Je t'écris à toi qui as été trahie à de nombreuses reprises et par de nombreuses personnes différentes, mais pour la même raison : indifférence, égoïsme, aveuglement. Ils t’ont appris qu'une femme vaut moins qu'un homme, qu'elle doit baisser la tête pour obtenir son consentement, que dans la rue elle doit frôler les murs, qu'il ne sert à rien de pleurer ou de crier, que sa voix est comme une harpe au fond de l'océan. Ils t'ont appris comment t'habiller, comment te comporter, les mots à dire, les pensées à penser, les commodités et les inconvénients d'une vie déjà engagée sur des voies que tu n'as pas choisies. Ils t’ont menti, et tu le sais, mais tu n’as pas pu faire autrement que de dire oui et d'aller de l’avant.

Chaque jour, on t'enlevait quelque chose, jusqu'au pire des jours, le plus difficile, quand tu es arrivée, tôt le matin, devant le portail de la faculté et que tu la trouvé fermé. Fermé seulement pour toi, pour celles qui te ressemblent, avec ta longue robe bleu ciel et tes yeux cachés derrière un voile.
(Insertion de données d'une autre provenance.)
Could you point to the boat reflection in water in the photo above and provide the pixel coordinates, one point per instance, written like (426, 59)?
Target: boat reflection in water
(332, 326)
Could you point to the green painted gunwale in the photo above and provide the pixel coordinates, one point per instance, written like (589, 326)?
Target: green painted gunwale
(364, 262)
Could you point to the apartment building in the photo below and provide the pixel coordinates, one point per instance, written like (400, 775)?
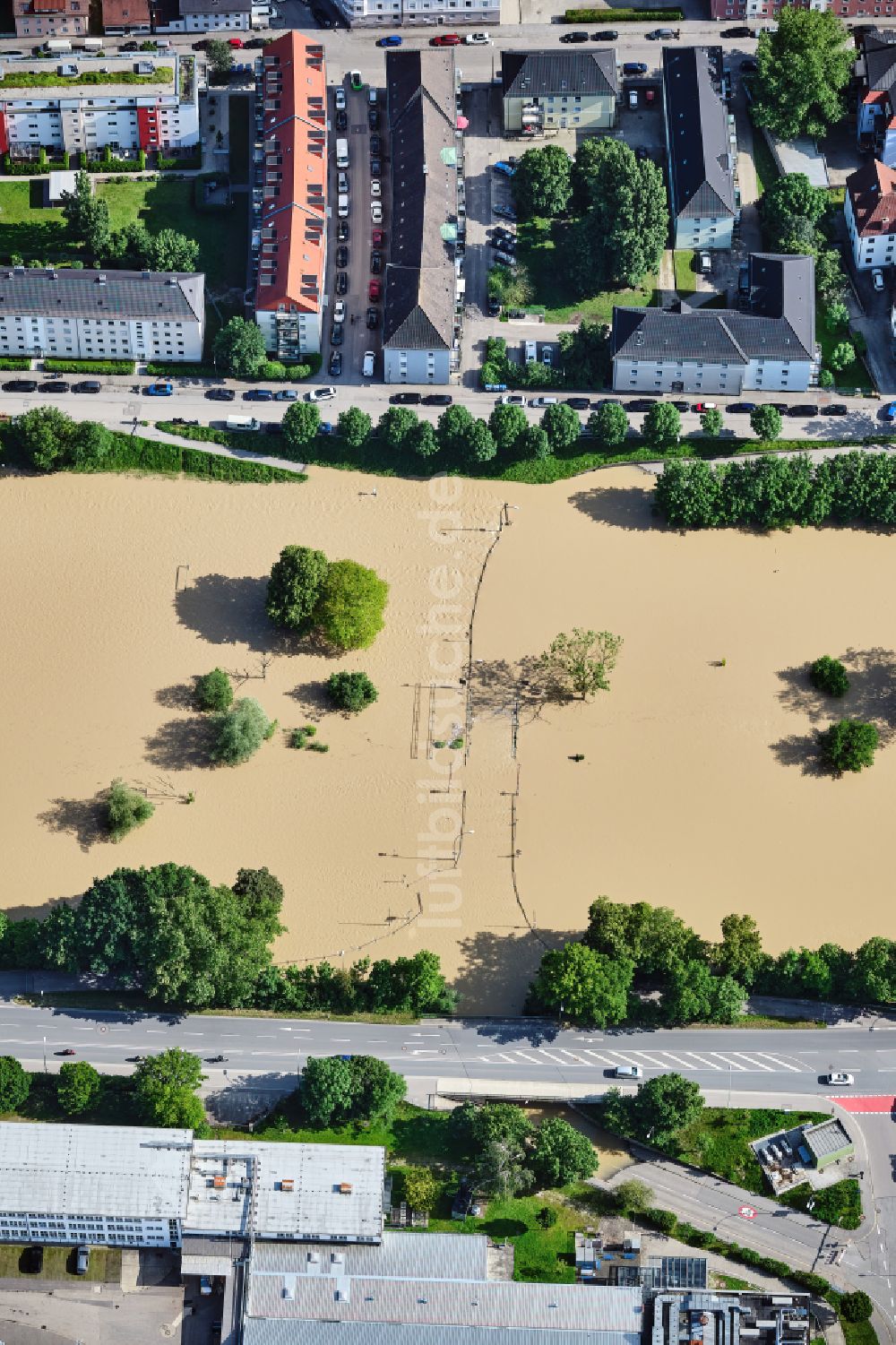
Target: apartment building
(769, 346)
(564, 89)
(101, 315)
(702, 148)
(163, 113)
(289, 293)
(421, 287)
Je t'écris à toi, à qui un jour ils t’ont pointé des armes et t’ont ordonné de partir, parce que l'endroit où tu allais étudier, l'endroit où tu te préparais à imaginer un avenir différent de celui de ta mère et de ta grand-mère, n'était plus ta place. Je t’écris parce qu'il ne devrait pas y avoir un seul pays au monde où quelqu'un pense savoir ce que doit être la place d'une femme ; et il ne devrait pas y avoir quelqu'un qui puisse nous dire où demeurer et tracer un périmètre de barbelés autour de nous. Aucun pays ne devrait être ainsi, pas même celui où je vis, où les femmes ne portent pas le burqua, ont libre accès à l'université mais sont assassinées pour avoir dit non à ceux qui disent les aimer et au contraire les tuent.

Je t'écris, jeune fille à la peau ambrée et aux beaux yeux, pour te demander pardon au nom d'un Occident qui a promis de te sauver et qui t'a ensuite laissée seule, entre les mains mêmes de ceux que nous prétendions combattre. Et quand il ne nous convenait plus de leur faire la guerre, nous les avons laissés reprendre leur territoire, leurs lois, leur politique, leur religion et toi.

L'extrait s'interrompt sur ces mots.